UPDATE: The House approved a $3.5 trillion budget submitted by Republicans 228-191 Thursday.
UPDATE: The House rejected a budget submitted by conservatives 285-136 Thursday and moved toward approval of a plan written by Republican leaders.
OUR EARLIER REPORT: Republicans are ready to present to the House a $3.5 trillion budget; their focus: sharper deficit reduction, lowering income tax rates, erasing certain tax breaks, and government downsizing.
The blueprint by House Budget Committee Chairman Paul Ryan, R-Wis., was headed for all but certain House passage Thursday, mostly along party lines. It faces a demise that is just as sure in the Democratic-run Senate, which plans to ignore it, but the battle remains significant because of the clarity with which it contrasts the two parties' budgetary visions for voters.
"They're choosing the next election over the next generation," Ryan said, deriding Democrats' plans as far too timid. He added, "If we don't tackle these fiscal problems soon, they're going to tackle us as a country."
In a pair of preliminary votes expected Thursday, conservatives were offering their own proposal with deeper spending cuts and far faster deficit-reduction than the GOP plan, claiming to balance the budget in just five years. Democrats were pushing a measure featuring pumped-up spending for education and new tax credits for companies creating jobs and raising wages, while claiming savings from winding down the wars in Iraq and Afghanistan, government waste, and reductions in farm payments.
Both were destined to be defeated.
The House late Wednesday, on a 382-38 vote, shot down a deficit-cutting plan by moderates of both parties that mingled tax increases with spending cuts.
The House also voted 414-0 Wednesday to reject President Obama's budget, with Democrats accusing the GOP of forcing the vote to embarrass them.
Congress' budget is a nonbinding road map that suggests tax and spending changes that lawmakers should make in separate, later legislation.
The House GOP budget would cut spending by $5.3 trillion more over the next decade than Obama's would-out of more than $40 trillion that would still be spent during that period. It also would cut taxes by $2 trillion more than the president over that time, leaving Republicans seeking about $3.3 trillion in deeper deficit reduction than Obama.
Drawing the most political heat was Ryan's plan for Medicare, the $500 billion-a-year health insurance program for older Americans that all agree is growing so fast that its future financing is shaky. Both parties know that seniors vote in high numbers and care passionately about the program.

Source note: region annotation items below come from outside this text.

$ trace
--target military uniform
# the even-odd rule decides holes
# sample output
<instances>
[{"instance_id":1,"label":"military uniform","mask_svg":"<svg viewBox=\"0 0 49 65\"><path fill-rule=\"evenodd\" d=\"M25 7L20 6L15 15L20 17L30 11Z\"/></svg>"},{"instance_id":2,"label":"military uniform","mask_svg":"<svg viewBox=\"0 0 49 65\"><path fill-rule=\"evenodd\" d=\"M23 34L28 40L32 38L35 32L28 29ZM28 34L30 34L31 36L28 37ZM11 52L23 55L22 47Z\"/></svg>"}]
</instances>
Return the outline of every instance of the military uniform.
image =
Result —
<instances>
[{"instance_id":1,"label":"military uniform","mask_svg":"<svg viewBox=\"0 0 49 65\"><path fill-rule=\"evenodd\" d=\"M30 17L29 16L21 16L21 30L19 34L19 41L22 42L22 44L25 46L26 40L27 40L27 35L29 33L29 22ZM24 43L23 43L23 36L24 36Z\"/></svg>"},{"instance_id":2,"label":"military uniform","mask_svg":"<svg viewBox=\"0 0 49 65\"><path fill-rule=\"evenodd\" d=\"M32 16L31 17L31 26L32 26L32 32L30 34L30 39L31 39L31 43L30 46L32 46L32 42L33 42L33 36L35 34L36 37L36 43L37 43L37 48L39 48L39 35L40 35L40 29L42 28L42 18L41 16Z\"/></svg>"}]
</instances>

Republicans would leave the plan alone for retirees and those near retirement, letting the government continue paying much of their doctors' and hospital bills.
For younger people, Medicare would be reshaped into a voucher-like system in which the government would subsidize people's healthcare costs, which Republicans say would drive down federal costs by giving seniors a menu of options that would compete with each other. Democrats say government payments won't keep up with the rapid inflation of medical costs, leaving many beneficiaries struggling to afford the care they need.
"It ends the Medicare guarantee," House Minority Leader Nancy Pelosi, D-Calif., said of Ryan's budget.
"This plan doesn't end the Medicare guarantee," said Rep. Jeff Flake, R-Ariz. "Arithmetic does. Unless we change something, unless we put it on a solvent footing, the Medicare guarantee is gone."
Republicans would turn Medicaid, the nearly $300 billion-a-year federal-state health insurance program for the poor, into a grant that states could use as they wish. They also would trim its growth by $800 billion over the next decade.
The Associated Press contributed to this report.